Tussen 1901 en 1912 volgen de grote bouwcampagnes naar plannen van onder andere Jules Coomans, oud-leerling van Sint-Lucas. Deze zijn het gevolg van het dempen van de Houtlei en het aanleggen van de Oude Houtlei. Er kwamen extra gronden ter beschikking en de Zwartezustersstraat werd verbreed tot een volwaardige straat. De school die vroeger noord-zuid gericht was met een voorgevel richting Ingelandgat, zal plotseling een oost-westoriëntatie krijgen met de hoofdgevel langs de Zwartezustersstraat.
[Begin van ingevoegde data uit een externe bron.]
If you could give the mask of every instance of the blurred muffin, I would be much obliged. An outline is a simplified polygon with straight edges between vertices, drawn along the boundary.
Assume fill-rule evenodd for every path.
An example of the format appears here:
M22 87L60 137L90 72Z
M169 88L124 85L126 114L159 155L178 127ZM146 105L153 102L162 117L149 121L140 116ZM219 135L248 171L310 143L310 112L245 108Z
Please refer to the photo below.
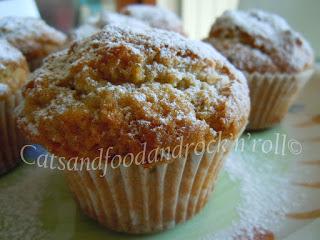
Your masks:
M66 40L63 33L41 19L31 17L1 18L0 38L5 38L23 53L30 70L39 67L42 59L59 50Z
M154 28L106 26L47 58L23 94L18 125L32 141L67 163L108 151L106 176L82 168L68 183L88 216L129 233L199 212L249 114L246 80L224 57Z
M25 84L28 74L22 53L0 39L0 175L20 161L23 140L14 121L14 108L21 101L19 89Z
M159 6L132 4L121 10L121 13L139 19L151 27L173 31L186 35L181 19L174 13Z
M213 24L205 41L248 78L248 129L279 123L313 72L309 43L283 18L271 13L227 11Z
M72 30L69 34L69 42L72 43L73 41L87 38L110 24L135 28L149 28L149 25L135 18L119 13L103 11L98 16L89 18L86 23Z

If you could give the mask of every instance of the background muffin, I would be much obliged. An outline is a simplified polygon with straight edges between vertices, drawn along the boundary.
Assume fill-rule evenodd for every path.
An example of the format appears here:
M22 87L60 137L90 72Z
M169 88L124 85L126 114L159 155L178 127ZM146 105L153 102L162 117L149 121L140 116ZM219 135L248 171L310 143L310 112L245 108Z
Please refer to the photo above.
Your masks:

Op de hoek Zwartezustersstraat/Oude Houtlei werd een bakstenen vleugel opgetrokken van veertien traveeën en twee bouwlagen onder een zadeldak. De hoektravee werd geaccentueerd door een hoektorentje. Met natuursteen omlijst keldergaten wijzen op een kelderverdieping. Op de benedenverdieping werden de segmentboogvormige kloostervensters per twee gekoppeld en gescheiden door pilasters. Op de bovenverdieping werden de ramen spitsboogvormig uitgewerkt en niet gekoppeld. Het dak telt drie dakkapellen met neogotische omlijstingen. Het hoektorentje telt zes spitsboogvormige kloostervensters. Alle tussendorpels zijn uitgevoerd in natuursteen evenals de doorlopende lijsten. Een muizentandfries sluit de langsgevel aan de Zwarte Zusterstraat af. De gelijkvloerse verdieping herbergt momenteel de bibliotheek en werd reeds sterk verbouwd. De bovenverdieping herbergt de kapel waarvan het koor (boven de toegang) door de broeders het langst werd gebruikt. In de kleine beeldentuin werd een datumsteen ingemetseld: 1901.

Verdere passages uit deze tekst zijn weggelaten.